Пока, холодные, безмолвной чередою
Они вдвигались вглубь унылой темноты,
Свидетельница-ночь туманные холсты
Плотнее и плотней на небо надвигала;
И дрожь могильная деревья сотрясала, —
Ладони вздетые истерзанных ветвей, —
Пока вдоль Тюильри среди нагих аллей
Шагали поступью размеренной и смелой
Два черных всадника и с ними всадник белый.

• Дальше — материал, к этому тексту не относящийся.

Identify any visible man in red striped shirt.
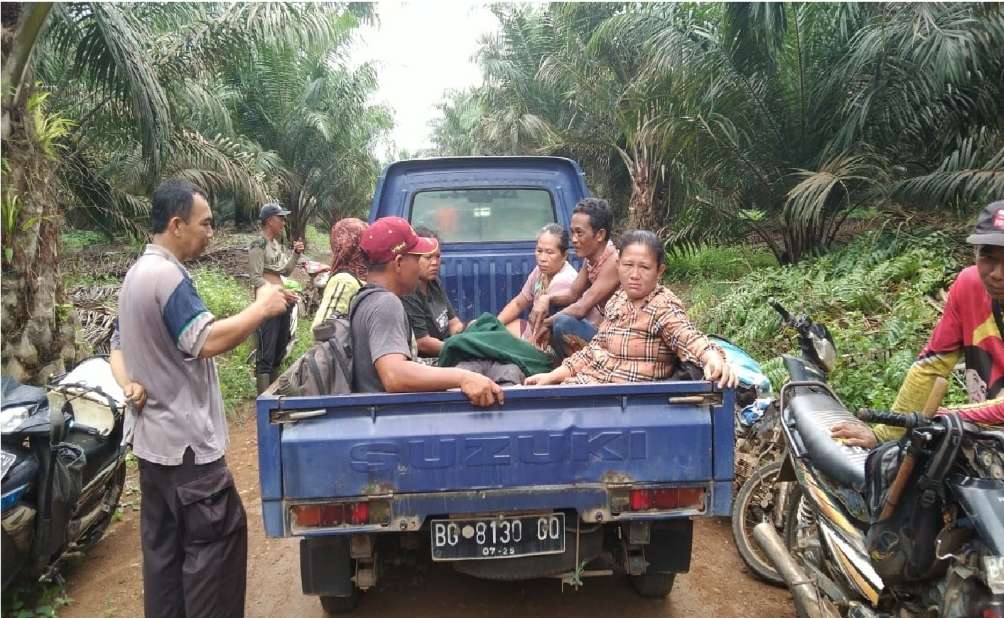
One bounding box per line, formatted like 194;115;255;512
833;200;1004;448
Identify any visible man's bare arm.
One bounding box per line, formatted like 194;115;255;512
545;267;589;308
416;335;445;357
374;354;503;407
556;257;619;319
199;284;293;358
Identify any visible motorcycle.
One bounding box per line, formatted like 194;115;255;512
729;306;823;587
1;357;128;590
754;299;1004;617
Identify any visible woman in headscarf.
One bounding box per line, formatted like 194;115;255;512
311;217;368;330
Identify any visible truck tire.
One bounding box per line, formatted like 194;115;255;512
730;461;786;586
320;589;359;614
629;573;675;598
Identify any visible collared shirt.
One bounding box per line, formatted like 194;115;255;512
248;235;296;288
112;244;226;465
562;285;719;384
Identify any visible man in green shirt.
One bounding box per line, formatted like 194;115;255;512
248;203;304;393
402;227;464;357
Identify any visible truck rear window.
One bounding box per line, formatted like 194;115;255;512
410;189;555;243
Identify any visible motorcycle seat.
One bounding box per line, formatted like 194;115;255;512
788;387;869;491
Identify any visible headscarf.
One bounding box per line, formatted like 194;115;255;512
329;218;368;281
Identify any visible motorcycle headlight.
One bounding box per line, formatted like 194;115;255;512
0;405;32;434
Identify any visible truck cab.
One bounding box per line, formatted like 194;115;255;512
257;157;734;614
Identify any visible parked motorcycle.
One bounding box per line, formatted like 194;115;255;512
729;302;827;587
1;357;128;590
755;299;1004;617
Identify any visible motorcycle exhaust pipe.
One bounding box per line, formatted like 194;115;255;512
753;522;836;618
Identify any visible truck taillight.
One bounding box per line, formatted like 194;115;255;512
627;488;705;511
290;500;390;528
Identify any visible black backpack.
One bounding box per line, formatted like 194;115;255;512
273;286;382;397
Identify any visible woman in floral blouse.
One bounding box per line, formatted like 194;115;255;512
525;230;737;388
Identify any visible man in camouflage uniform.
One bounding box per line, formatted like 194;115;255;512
248;203;304;393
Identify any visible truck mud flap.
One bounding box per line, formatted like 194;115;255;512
644;519;693;574
300;537;353;597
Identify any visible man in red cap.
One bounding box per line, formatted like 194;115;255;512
349;217;504;407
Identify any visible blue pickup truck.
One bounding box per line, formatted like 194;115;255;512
256;157;735;613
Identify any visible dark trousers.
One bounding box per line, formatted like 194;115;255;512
255;305;292;375
138;449;247;618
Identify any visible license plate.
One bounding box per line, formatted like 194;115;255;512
430;513;565;561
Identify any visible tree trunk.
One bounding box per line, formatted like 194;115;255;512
1;3;52;140
1;93;83;384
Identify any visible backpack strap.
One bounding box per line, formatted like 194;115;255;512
305;350;326;391
348;284;390;320
328;339;352;384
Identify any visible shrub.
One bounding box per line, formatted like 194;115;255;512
685;229;970;411
192;268;252;319
664;244;776;282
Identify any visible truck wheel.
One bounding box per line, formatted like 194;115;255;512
629;573;676;599
731;461;786;586
320;589;359;614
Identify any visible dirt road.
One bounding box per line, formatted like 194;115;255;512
58;410;794;618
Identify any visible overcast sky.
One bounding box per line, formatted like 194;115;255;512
351;2;501;158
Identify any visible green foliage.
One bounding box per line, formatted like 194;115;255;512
686;230;969;411
189;267;254;414
32;2;387;240
216;337;256;416
191;268;252;319
61;229;108;254
1;579;72;618
431;3;1004;260
303;224;329;255
26;91;74;159
664;244;775;282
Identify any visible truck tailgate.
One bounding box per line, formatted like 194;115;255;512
261;382;732;496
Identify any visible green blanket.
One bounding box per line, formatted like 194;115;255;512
438;313;553;376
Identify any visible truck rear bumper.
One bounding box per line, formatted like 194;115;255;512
262;481;731;538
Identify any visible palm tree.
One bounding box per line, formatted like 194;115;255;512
228;41;391;240
1;2;379;382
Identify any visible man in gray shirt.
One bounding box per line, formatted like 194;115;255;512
113;179;293;617
351;216;504;407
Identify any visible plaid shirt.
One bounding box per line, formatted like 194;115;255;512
562;286;719;384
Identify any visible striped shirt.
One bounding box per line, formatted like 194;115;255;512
562;286;719;384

Пред ними, точно мыс, где в клочья рвется вал,
Террасы вскинутой гранитный угол встал.
Движенье тяжкое внезапно прекратилось.
Мрак тишиною стал. Прибытие свершилось.
Клубила зыбь река, одета темнотой.
***
О ужас! В глубине, на площади пустой,
Где статуя была, на месте, где недавно
«Любимый» высился надменно и державно,
Торчали, жуткие, в глуби небес ночных —
Два черные столба и лезвие меж них
Косоугольное, зловещее, нагое;
Пониже круг зиял, как будто слуховое
Окно, раскрытое во тьму; и тяжело
Две тучи в небесах клубились; в них число
Читалось грозное — год
девяносто третий.
То эшафот стоял, не виданный на свете.
Он мрачно цепенел. За этим срубом взгляд
Уже угадывал какой-то бездны скат;
Деревья с трепетом взирали на виденье,
И ураган свое придерживал стремленье,
На смутный силуэт метнув пугливый взор.
Все было дико здесь. Чудовищный прибор,
Чернее траура и злодеянья рдяней,
Стоял загадкою на вековечной грани
Геенны и небес, в себе одном тая
И ненависти блеск, и мрак небытия!
Под нож косой ведя, там лестница вставала.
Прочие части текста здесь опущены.